Stronger financial performance

Working collaboratively can help businesses reduce the costs of innovation by working in a less siloed way. Supply chain collaboration for instance gives the opportunity for sharing resources and spreading the financial risk across many different parties. When it comes to purchasing, businesses and institutions that work together on R&D projects may also financially benefit from economies of scale.

Speeding up R&D, and bringing ideas to market

Innovating collaboratively can speed up the time it takes to get products to market. By sharing development resources such as equipment and labour, R&D projects become faster and more efficient.

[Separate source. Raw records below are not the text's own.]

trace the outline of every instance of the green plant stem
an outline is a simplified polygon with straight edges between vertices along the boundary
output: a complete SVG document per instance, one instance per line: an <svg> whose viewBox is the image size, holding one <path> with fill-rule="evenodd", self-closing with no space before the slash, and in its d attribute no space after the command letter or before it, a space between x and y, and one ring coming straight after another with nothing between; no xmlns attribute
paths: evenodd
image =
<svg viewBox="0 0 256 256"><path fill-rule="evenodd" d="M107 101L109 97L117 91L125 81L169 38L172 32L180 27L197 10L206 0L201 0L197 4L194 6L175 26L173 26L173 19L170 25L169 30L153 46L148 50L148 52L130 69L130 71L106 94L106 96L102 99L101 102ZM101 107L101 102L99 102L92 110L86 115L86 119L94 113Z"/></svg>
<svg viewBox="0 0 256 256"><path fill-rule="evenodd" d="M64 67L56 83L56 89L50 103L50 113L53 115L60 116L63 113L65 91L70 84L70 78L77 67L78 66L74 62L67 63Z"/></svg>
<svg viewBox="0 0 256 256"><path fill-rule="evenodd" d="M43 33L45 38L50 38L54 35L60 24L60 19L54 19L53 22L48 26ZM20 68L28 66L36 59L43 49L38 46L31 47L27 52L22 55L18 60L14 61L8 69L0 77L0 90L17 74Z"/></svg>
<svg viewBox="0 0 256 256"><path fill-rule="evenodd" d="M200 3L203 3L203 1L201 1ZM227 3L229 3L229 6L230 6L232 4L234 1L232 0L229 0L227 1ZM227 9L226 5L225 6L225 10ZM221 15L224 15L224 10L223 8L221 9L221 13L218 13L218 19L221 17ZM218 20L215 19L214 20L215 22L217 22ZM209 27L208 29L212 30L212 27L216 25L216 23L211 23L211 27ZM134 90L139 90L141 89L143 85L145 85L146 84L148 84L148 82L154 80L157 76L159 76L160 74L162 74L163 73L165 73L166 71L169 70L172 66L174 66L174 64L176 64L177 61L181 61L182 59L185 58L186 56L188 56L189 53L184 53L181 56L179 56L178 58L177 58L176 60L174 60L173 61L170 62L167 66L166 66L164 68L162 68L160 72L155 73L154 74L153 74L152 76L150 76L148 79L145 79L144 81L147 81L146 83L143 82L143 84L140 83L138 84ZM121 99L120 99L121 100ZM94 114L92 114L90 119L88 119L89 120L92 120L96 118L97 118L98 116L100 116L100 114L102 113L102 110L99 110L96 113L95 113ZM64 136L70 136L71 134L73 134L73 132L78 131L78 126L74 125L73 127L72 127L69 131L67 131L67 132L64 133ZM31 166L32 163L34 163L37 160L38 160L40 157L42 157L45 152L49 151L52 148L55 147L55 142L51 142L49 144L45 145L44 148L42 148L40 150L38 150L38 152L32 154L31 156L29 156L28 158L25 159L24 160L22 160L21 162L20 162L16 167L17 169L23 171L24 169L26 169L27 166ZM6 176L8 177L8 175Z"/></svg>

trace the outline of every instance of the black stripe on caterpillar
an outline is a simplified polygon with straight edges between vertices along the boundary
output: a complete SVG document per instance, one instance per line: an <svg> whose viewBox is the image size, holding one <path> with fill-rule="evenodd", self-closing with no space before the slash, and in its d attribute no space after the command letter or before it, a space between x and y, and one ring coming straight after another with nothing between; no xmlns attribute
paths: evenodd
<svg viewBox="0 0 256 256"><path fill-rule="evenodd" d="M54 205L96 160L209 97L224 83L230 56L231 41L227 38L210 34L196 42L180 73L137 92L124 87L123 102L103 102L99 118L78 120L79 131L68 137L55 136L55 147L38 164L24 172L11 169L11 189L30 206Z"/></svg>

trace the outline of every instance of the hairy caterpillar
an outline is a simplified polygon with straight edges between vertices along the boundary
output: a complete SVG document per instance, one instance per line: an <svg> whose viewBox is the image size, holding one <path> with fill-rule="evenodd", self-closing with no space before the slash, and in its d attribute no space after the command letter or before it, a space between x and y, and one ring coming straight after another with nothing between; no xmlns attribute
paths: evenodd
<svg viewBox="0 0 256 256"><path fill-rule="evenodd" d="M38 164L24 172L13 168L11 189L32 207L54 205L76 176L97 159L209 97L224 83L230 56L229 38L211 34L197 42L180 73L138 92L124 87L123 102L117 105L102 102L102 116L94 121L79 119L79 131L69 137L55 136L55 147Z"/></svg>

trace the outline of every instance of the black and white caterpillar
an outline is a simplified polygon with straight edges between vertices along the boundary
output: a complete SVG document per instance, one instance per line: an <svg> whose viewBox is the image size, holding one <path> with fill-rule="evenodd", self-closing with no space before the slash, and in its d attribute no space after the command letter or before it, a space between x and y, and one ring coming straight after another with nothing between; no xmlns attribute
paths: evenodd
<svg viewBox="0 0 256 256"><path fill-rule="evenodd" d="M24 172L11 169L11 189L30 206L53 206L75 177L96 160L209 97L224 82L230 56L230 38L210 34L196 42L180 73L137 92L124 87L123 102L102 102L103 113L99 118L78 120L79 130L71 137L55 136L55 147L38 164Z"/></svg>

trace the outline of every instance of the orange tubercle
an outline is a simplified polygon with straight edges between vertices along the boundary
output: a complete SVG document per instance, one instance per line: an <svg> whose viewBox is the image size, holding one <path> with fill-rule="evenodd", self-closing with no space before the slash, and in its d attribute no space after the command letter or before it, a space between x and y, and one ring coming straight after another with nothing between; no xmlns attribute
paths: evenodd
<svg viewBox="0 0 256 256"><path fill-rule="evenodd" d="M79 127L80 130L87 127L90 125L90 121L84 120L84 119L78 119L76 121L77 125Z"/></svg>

Additionally, working together can bring about answers to broader problems in the sector, and new industry standards can be devised that pave the way for a faster pace of innovation later on.

How R&D and academia work together

There’s now a hugely recognised importance in academic institutions and innovative businesses working together in a mutually beneficial way. Not only does it give higher education institutes a very welcome cash boost, it also provides academics with the opportunity to design products and services that solve real social, technological and scientific problems. At the same time, companies can ‘give back’ to their community whilst gaining access to the brightest minds in the country. The results of this type of collaboration have massively improved numerous aspects of our lives over the years, as well as the world around us.

Collaboration with academia can spread the risk (and cost) of innovation

The big issue for businesses, particularly SMEs, is that innovation can be an expensive and difficult process, with no guarantee of success. So how can they spread the risk?

The answer may be found by working with academia, particularly for multinational corporations. However, it seems that that small and medium-sized companies in Ireland are not as research-intensive as in other parts of Europe largely due to their financial constraints. This is why the Irish Research Council (IRC) offer a range of schemes and programmes to help neutralise some of this risks of innovation so that SMEs too can benefit. Indeed, the long-term sustainability of these companies will largely depend on their ability and willingness to innovate wholeheartedly.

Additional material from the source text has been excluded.